Oggetto dei lavori è stata l’accoglienza straordinaria dei migranti profughi per rispondere all’appello di Papa Francesco volto all’intensificazione della vicinanza delle comunità cristiane a questi fratelli. All’incontro era presente Elide Tisi, Vice-Sindaco di Torino e in rappresentanza dell’Associazione Nazionale dei Comuni italiani (Anci). Nel corso della mattinata di lavoro, aperta da Mons. Cesare Nosiglia, Vescovo di Torino e Presidente della Conferenza episcopale Piemontese, e dal Vescovo Incaricato per Caritas e Migrantes. Mons. Francesco Ravinale, il Direttore del Coordinamento Migrantes Regionale, Sergio Durando, ha fornito ai partecipanti elementi per una migliore comprensione della situazione nazionale e piemontese dell’accoglienza di richiedenti asilo e protezione internazionale e ha ripreso l’appello del Santo Padre sull’opportunità di fare un atto concreto di misericordia. Riprendendo i suggerimenti della Conferenza Episcopale Italiana pubblicati attraverso un Vademecum, sono state prese in esame le diverse possibilità dell’accoglienza, ponendo l’attenzione sul target più bisognoso, quello di chi è ormai fuori dai percorsi SPRAR, CARA o CAS e che ancora non ha raggiunto l’autonomia economica e/o abitativa. Molti gli interventi delle diverse diocesi piemontesi per portare la testimonianza di esperienze di accoglienza già in essere, ma anche di richiesta di chiarificazioni.

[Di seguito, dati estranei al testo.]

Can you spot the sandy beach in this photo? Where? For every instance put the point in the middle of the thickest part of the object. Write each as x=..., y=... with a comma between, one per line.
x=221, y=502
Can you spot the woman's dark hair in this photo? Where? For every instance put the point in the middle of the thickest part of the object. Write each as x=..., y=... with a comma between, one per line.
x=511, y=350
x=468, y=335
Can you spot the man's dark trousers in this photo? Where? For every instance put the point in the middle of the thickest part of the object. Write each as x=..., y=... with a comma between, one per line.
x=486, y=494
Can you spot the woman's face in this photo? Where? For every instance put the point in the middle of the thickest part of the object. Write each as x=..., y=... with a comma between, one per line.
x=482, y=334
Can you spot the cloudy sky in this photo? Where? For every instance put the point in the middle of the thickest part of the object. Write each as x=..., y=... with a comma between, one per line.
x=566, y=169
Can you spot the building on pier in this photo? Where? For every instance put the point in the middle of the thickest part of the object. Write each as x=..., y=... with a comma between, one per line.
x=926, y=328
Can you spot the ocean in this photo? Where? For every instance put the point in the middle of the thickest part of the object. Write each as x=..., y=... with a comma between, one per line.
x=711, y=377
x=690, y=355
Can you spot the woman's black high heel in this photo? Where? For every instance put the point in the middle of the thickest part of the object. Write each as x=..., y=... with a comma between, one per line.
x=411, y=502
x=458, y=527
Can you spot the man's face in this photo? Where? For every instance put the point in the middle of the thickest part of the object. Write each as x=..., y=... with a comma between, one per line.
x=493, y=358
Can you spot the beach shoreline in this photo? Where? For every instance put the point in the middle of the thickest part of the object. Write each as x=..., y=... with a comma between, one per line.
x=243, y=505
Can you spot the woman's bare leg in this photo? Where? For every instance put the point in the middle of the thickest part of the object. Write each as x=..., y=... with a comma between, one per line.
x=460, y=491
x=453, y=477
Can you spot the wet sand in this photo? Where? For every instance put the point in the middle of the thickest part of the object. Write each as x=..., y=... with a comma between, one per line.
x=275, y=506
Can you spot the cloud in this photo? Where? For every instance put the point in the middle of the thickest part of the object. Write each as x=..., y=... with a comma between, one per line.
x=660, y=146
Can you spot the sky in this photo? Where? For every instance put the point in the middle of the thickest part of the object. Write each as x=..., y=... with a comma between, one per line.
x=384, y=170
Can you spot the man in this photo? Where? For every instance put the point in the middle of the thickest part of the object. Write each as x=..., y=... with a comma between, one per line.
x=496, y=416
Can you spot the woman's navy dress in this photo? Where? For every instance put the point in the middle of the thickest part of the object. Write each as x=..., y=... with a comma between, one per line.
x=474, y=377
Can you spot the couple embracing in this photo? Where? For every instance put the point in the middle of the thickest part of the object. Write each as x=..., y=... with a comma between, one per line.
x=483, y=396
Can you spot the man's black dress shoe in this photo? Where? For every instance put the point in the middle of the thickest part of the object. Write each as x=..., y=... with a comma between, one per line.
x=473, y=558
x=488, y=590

Forte è emersa l’esigenza di creare una “rete lunga” tra gli uffici Migrantes e Caritas della regione, per condividere esperienze e informazioni che facilitino il lavoro. “Ogni Diocesi abbia un’equipe di poche persone formate che entrino in relazione tra loro e con le altre equipe regionali”, ha suggerito Mons. Cesare Nosiglia. La Conferenza Episcopale Piemontese, da parte sua, darà il massimo appoggio a questo progetto, consapevole che forte dovrà essere la sensibilizzazione della comunità cristiana al prendersi cura di tutti i poveri.